Computes an index of association between parts.

Usage

pip(x, ...)

# S4 method for CompositionMatrix pip(x)

Value

A matrix.

Arguments

x

A CompositionMatrix object.

...

Currently not used.

Author

N. Frerebeau

Details

The proportionality index of parts (PIP) is based on the variation matrix, but maintains the range of values whithin \((0,1)\).

References

Egozcue, J. J.. & Pawlowsky-Glahn, V. (2023). Subcompositional Coherence and and a Novel Proportionality Index of Parts.

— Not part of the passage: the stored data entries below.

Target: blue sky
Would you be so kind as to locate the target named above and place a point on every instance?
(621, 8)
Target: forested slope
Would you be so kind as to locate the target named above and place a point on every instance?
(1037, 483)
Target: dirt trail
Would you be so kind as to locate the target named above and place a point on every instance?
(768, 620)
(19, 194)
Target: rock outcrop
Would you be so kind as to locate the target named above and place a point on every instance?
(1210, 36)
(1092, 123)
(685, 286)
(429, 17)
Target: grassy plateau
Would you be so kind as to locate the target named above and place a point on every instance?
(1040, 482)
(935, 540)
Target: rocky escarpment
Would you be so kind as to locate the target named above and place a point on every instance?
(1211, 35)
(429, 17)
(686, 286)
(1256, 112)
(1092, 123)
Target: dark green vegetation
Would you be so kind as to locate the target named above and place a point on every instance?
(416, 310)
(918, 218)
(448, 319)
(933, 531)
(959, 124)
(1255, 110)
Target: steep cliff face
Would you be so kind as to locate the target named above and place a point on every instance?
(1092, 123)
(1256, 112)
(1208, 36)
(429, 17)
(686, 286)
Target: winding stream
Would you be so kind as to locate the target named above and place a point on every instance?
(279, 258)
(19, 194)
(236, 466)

SORT, 47(2): 229-244. tools:::Rd_expr_doi("10.57645/20.8080.02.7").

See Also

Other statistics: aggregate(), condense(), covariance(), dist, mahalanobis(), margin(), mean(), quantile(), scale(), variance(), variance_total(), variation()

Examples

Run this code
## Data from Aitchison 1986
data("hongite")

## Coerce to compositional data
coda <- as_composition(hongite)

## Variation matrix
## (Aitchison 1986, definition 4.4)
(varia <- variation(coda))

## Cluster dendrogram
d <- as.dist(varia)
h <- hclust(d, method = "ward.D2")
plot(h)

## Heatmap
stats::heatmap(
  varia,
  distfun = stats::as.dist,
  hclustfun = function(x) stats::hclust(x, method = "ward.D2"),
  symm = TRUE,
  scale = "none"
)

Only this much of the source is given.